The warmup month
21st Jun 2026
The runway
The cold-email domain needs ≈ 3–4 weeks of warmup before it can send without torching deliverability (why — a brand-new domain blasting cold mail goes straight to spam). That wait is not dead time; it’s a forced runway. The goal: exit warmup with a working demo, a tested sending pipeline, and a send-ready list — so the day the inbox is warm is the day we send something real, not the day we start building.
Two rules hold all month: keep the warmup running, and do not send a single cold email early. Everything below happens behind that.
The one must-have: a working spike
If only one thing ships this month, it’s a thin vertical slice of the product: take
an eval, run it N times, compute the stats (Wilson interval +
two-proportion regression test), and emit a noise-aware pass / fail / flaky
verdict with a CI exit code.

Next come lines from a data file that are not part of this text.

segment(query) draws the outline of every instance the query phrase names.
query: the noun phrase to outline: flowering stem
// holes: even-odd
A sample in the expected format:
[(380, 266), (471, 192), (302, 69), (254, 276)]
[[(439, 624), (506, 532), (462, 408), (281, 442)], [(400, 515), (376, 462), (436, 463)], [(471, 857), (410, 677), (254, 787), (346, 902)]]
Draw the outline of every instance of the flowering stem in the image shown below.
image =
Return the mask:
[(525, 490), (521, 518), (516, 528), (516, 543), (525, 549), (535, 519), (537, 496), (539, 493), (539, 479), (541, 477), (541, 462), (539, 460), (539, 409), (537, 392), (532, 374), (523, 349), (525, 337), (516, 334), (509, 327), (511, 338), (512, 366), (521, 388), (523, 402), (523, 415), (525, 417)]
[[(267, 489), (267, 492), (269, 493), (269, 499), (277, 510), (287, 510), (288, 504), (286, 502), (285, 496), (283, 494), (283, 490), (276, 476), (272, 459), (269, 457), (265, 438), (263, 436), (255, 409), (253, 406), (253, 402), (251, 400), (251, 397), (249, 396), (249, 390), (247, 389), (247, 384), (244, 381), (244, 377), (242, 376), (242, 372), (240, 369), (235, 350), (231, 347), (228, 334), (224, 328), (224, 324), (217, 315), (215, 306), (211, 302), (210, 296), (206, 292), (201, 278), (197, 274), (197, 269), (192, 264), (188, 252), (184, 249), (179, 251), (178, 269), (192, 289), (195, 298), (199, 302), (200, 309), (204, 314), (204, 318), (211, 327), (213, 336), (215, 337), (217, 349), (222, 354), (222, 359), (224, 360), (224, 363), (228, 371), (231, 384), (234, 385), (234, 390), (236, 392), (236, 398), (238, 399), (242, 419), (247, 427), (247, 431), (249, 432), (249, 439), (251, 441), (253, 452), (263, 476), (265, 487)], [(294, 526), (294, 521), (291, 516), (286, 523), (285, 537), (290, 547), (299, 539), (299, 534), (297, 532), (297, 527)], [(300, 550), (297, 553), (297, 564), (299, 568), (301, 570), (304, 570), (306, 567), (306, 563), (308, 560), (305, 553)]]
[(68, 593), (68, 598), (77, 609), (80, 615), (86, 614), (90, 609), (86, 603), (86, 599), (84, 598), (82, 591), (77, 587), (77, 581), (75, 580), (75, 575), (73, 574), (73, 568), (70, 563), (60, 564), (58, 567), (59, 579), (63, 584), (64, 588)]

Nothing else — no dashboard, no judges, no UI.
The spike exists to answer the two questions that actually de-risk the whole thesis:
- Does it work? On real, stochastic agent output, does the test reliably catch an injected regression while ignoring run-to-run noise?
- Is it affordable? Does cost-aware sequential stopping keep the run count — and the token bill — sane, or does separating signal from noise need infeasibly many runs?
If both answers are yes, we have a product and the single best cold-email asset: a demo that shows the thing the whole teardown says nobody has.
Week by week
- Week 1 — scope + skeleton. Lock the MVP boundary (smallest shippable slice). Build the runner: BYO-key, wraps a user scorer, runs it N times, stores results. Validate the statistics on synthetic data first — known pass probability, inject a known regression, confirm the detection rate and the false-alarm rate match α.
- Week 2 — real output. Point the spike at an actual stochastic support-agent eval. Confirm it catches an injected regression and shrugs off noise; tune α and the noise floor. Measure cost, then implement and verify sequential stopping (clear cases resolve in a handful of runs).
- Week 3 — make it showable. A clean CLI demo and a real GitHub Action that gates a pipeline red/green. Capture the demo asset (asciinema / gif / screenshot) for the cold email and the landing page — the pitch needs to be seen, not described.
- Week 4 — load the cannon. Resolve the list: turn the 8 “verify” + 8 “manual”
leads into send-ready (verified email, stage 0). Test the sending
machinery end to end — one throwaway email through the Gmail CLI, confirm the
stagebump andlast_contactstamp fire. Final deliverability check (DMARC / SPF / DKIM green). Draft a tested cold-email skeleton — not 50 personalized drafts.
If warmup finishes at 3 weeks, weeks 3–4 compress; the spike is the spine, everything else flexes around it.
Definition of done
By the time the inbox is warm, all of these are true:
- Spike: catches an injected regression, ignores noise, on real-ish agent output, at a sane token cost.
- Demo asset: a gif/screenshot that makes the pitch land in one glance.
- List: every target send-ready — verified email, a real hook, stage 0.
- Pipeline: one test email sent and tracked end to end (stage + last_contact).
- Deliverability: inbox warm, DMARC / SPF / DKIM all passing.
- Copy: a source-keyed template tested — full personalization happens at send-time, not now.
What we explicitly don’t do
- Write the cold copy early. It rots; we have fresher context (and more leads) the week we send. Decided already.
- Build the whole product. No judges, dashboards, or UI — that’s the knife fight we don’t pick. The spike, and only the spike.
- Send before warm. No exceptions. The whole runway is in service of not doing this.